Article publié sur le site de Valeurs Actuelles le 25 mai 2018
Au lendemain de l’évacuation de la fac de Tolbiac, une étudiante avait revendiqué le droit des minorités non-racisées à se regrouper. Pour les Antigones, son raisonnement n’est pas totalement dénué de fond.
Ce type de courant politique, très présent aux Etats-Unis, se caractérise par son activisme politique. Il propose aux personnes « gender-fluid », non cis-genrés, racisés et autres monstres à deux têtes engendrés par notre société libérale-libertaire atomisée de se regrouper et de revendiquer pour eux-mêmes des droits qui leur sont propres. Juliette n’est que l’avant-garde de ce courant de revendications de ceux-celles, icelles, celle·e·s (?!) qui se sentent « liquides ». Étant donné l’inculture politique de nos contemporains, ce type de discours est voué à croître et multiplier : il fonde ses revendications politiques sur un ressenti subjectif, argument d’autorité du moment, et/ou des pratiques sexuelles.
Pourtant, à y regarder de plus près, Juliette marque un point : il est plus facile de parler lorsque les personnes sont regroupées selon des critères communs. Oui, l’entre-soi peut être une bonne chose ! Merci Juliette de nous le rappeler. Derrière la novlangue du propos se cache le mal-être d’une société en manque d’identité et d’appartenance communautaire. Juliette repose finalement à nouveau frais la question de la mixité forcée, du vivre-ensemble imposé qui mélange sans distinction sexes, origines, cultures, modes de vie… sous couvert de tolérance et d’ouverture. Ayant aboli les frontières au profit d’un grand marché commun et refusé toute forme d’appartenance traditionnelle comme une oppression, la société contemporaine ne reconnaît à ses membres qu’un point commun justifiant leur cohésion : leur humanité commune. Il n’est finalement que naturel que, dans ce chaos généralisé, cherchent à se recréer des groupes d’appartenance.
Si Juliette a raison lorsqu’elle explique la nécessité de groupements autour d’intérêts commun pour la réflexion, la transmission, le partage, etc., il est important de souligner que ces groupements ne peuvent en aucun cas être politiques.
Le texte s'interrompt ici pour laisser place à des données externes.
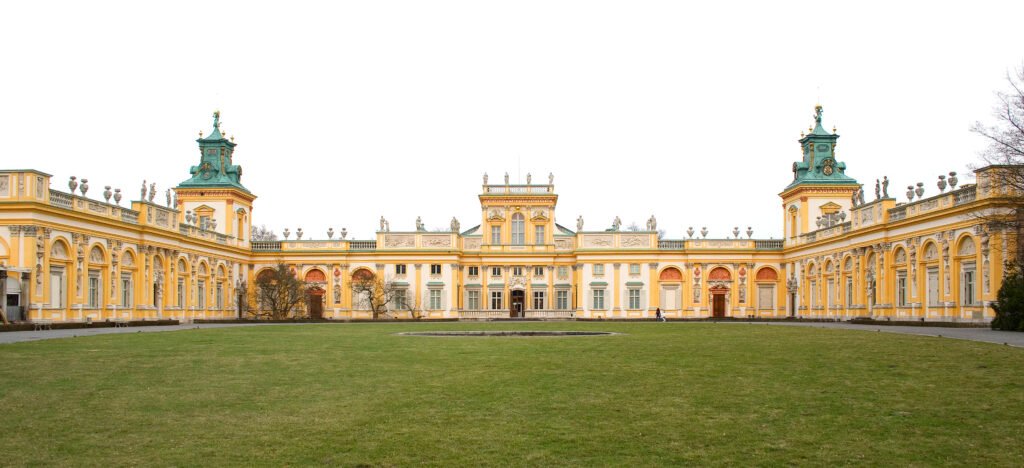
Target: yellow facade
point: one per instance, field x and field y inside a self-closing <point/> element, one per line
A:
<point x="69" y="257"/>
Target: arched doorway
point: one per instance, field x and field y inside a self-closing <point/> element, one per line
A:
<point x="517" y="303"/>
<point x="314" y="302"/>
<point x="719" y="281"/>
<point x="314" y="295"/>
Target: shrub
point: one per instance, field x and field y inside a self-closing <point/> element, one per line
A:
<point x="1010" y="301"/>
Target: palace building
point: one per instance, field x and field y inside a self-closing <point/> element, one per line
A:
<point x="74" y="256"/>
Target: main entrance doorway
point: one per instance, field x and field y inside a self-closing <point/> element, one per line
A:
<point x="315" y="302"/>
<point x="718" y="305"/>
<point x="517" y="303"/>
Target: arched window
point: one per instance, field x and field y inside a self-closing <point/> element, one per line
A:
<point x="518" y="229"/>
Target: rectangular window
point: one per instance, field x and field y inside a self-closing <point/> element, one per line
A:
<point x="94" y="289"/>
<point x="201" y="294"/>
<point x="634" y="302"/>
<point x="849" y="291"/>
<point x="126" y="299"/>
<point x="599" y="299"/>
<point x="56" y="288"/>
<point x="562" y="299"/>
<point x="901" y="289"/>
<point x="181" y="292"/>
<point x="401" y="299"/>
<point x="967" y="285"/>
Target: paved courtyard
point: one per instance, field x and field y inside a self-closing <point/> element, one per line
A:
<point x="972" y="334"/>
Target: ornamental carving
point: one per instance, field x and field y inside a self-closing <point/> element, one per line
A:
<point x="597" y="241"/>
<point x="436" y="241"/>
<point x="399" y="241"/>
<point x="635" y="241"/>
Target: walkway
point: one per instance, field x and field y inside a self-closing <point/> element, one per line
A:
<point x="983" y="335"/>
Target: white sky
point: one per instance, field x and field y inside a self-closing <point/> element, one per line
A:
<point x="346" y="112"/>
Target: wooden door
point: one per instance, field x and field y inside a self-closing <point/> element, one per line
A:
<point x="718" y="305"/>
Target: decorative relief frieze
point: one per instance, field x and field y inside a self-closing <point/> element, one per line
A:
<point x="598" y="241"/>
<point x="436" y="241"/>
<point x="399" y="241"/>
<point x="634" y="241"/>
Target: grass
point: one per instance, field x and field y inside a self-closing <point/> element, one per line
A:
<point x="659" y="394"/>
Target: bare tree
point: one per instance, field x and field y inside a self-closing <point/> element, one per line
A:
<point x="279" y="292"/>
<point x="262" y="232"/>
<point x="1006" y="151"/>
<point x="376" y="294"/>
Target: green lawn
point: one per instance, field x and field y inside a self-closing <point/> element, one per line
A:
<point x="659" y="394"/>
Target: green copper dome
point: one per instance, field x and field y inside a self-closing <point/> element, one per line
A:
<point x="215" y="169"/>
<point x="819" y="166"/>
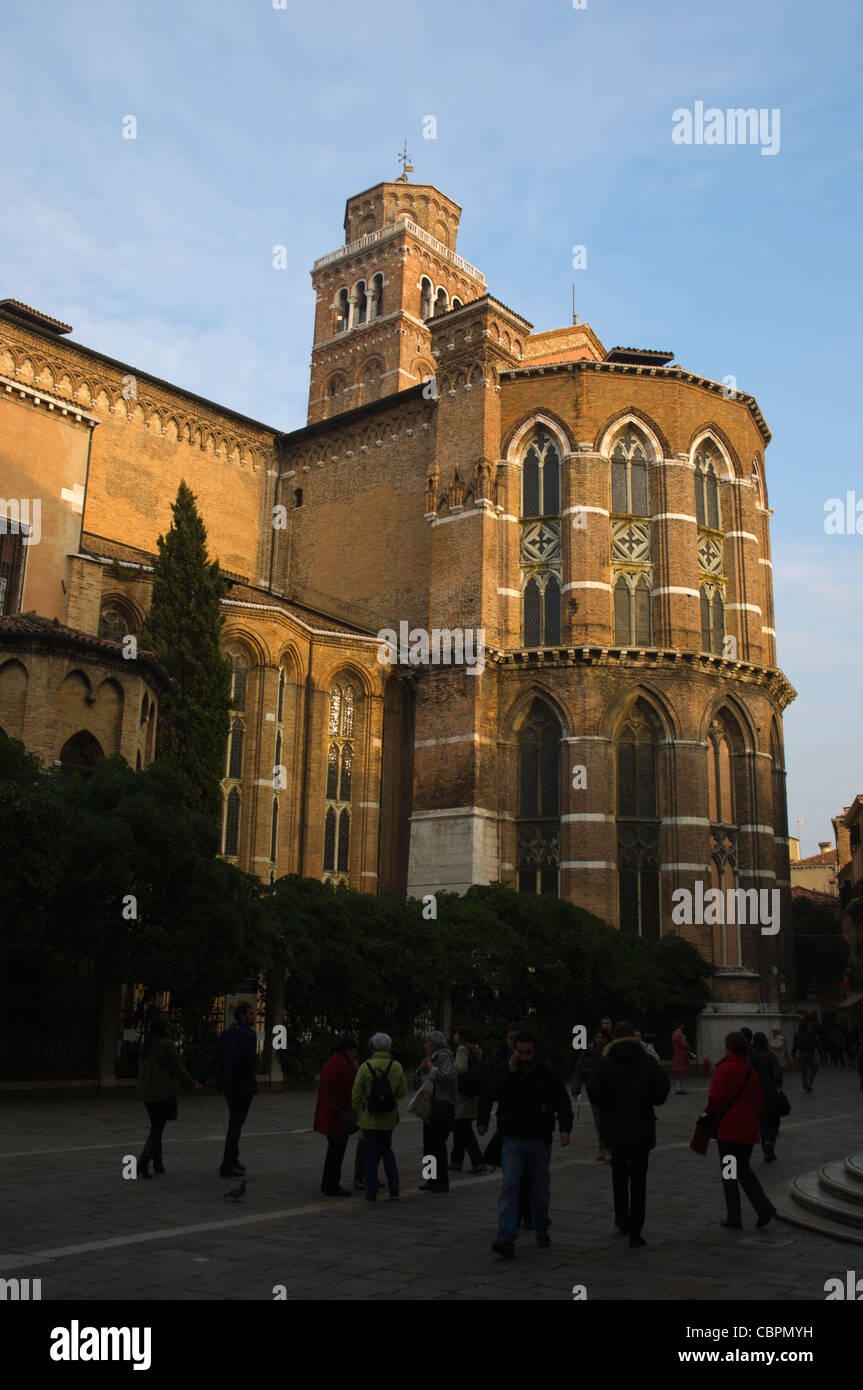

Le politique est ce qui unit une société et doit devenir lui-même un socle commun, ce commun qui nous manque tant aujourd’hui et dont souffrent sans pointer le mal les jeunes licornes à pois bleus non genré·e·s futurs diplômé·e·s de Tolbiac.
Si la possibilité de l’entre-soi est une condition du politique et que les groupements privés ont un intérêt certain, dans une société où le bien commun est une notion disparue, ces groupes d’appartenance privés tendent à prendre le dessus. C’est le règne du communautarisme sans identité et du « droit à » pour certains. Pour éviter un tel écueil, il est temps de reconnaître ce que nous avons de commun, ce qui fait de la nation française un peuple : une histoire, un territoire, une langue et un sang ; et de redonner ses lettres de noblesse au bien commun, seul objectif valable pour une politique ancrée dans la réalité.